Carlos Leite: O ensino de arquitetura no Brasil não vai bem.


O ensino de arquitetura no Brasil não vai bem. Em um País que soube se inserir entre as principais potências da arquitetura mundial com obras de excelência e com a construção de uma escola nacional, é surpreendente o panorama do ensino atual. Minha argumentação sustenta-se em seis questões essenciais:

1. Vive-se uma massificação na educação superior do País e o ensino de arquitetura infelizmente não é exceção. Massificação com mediocrização. 197 escolas cuja qualidade média é baixa. Uma falácia da pseudodemocratização do ensino superior cuja face real é a transformação do ensino em negócio de alta e fácil lucratividade. Abrem-se escolas, faculdades e universidades como se abrem padarias no Brasil de hoje. Há que se discutir urgentemente esse modelo. Veja alguns exemplos internacionais: a prestigiosa Universidad Nacional Autônoma de México (Unam) possui em seus vários campi quase meio milhão de estudantes. A Universidade da Califórnia, terceira melhor universidade pública do mundo, possui mais de 220 mil alunos em seus 10 campi. Se a questão é atender uma demanda crescente, não seria mais interessante as boas e mais tradicionais escolas de arquitetura (públicas e privadas) oferecerem mais vagas em vez de essas vagas serem ofertadas por escolas ordinárias que se espalham pelo País?

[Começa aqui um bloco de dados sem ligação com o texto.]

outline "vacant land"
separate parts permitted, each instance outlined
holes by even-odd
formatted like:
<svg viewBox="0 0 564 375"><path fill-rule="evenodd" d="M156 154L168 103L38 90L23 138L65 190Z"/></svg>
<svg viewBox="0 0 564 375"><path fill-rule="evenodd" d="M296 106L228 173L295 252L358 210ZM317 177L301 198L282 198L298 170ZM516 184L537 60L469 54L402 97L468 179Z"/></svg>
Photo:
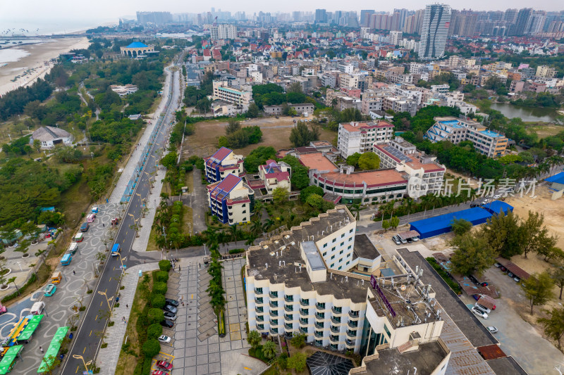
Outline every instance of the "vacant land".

2. Há uma burocratização dispersiva do ensino de arquitetura que leva perigosamente à ignorância. Excesso de normas e regras que culminam em um sistema que se pauta, essencialmente, por uma postura meramente tarefeira cujo sintoma maior é o excesso de disciplinas onde "mais" tem sido "menos". O tão comentado currículo mínimo é mínimo mesmo na maioria das escolas e leva ao excesso burocrático. Nas melhores escolas do mundo um termo (ou semestre letivo) possui quatro ou cinco disciplinas. Por aqui são 10, 13 disciplinas. Resultado: tarefismo com pouco conteúdo e alunos dispersos. O segredo por lá: os estúdios (ateliês de projeto) recebem professores de diferentes conteúdos e enfoques, não apenas o professor de projeto. Visite-se, por exemplo, um estúdio na Universidade Columbia e se encontrará com frequência no debate (e embate) com os alunos, Steven Holl (professor de projeto, responsável pelo estúdio) e Kenneth Frampton (professor de história) ou Richard Plunz (desenho urbano). Obviamente, não se deve eliminar disciplinas teórico-expositivas. Mas há um excesso de compartimentação, e conteúdos teóricos e práticos podem e devem andar juntos.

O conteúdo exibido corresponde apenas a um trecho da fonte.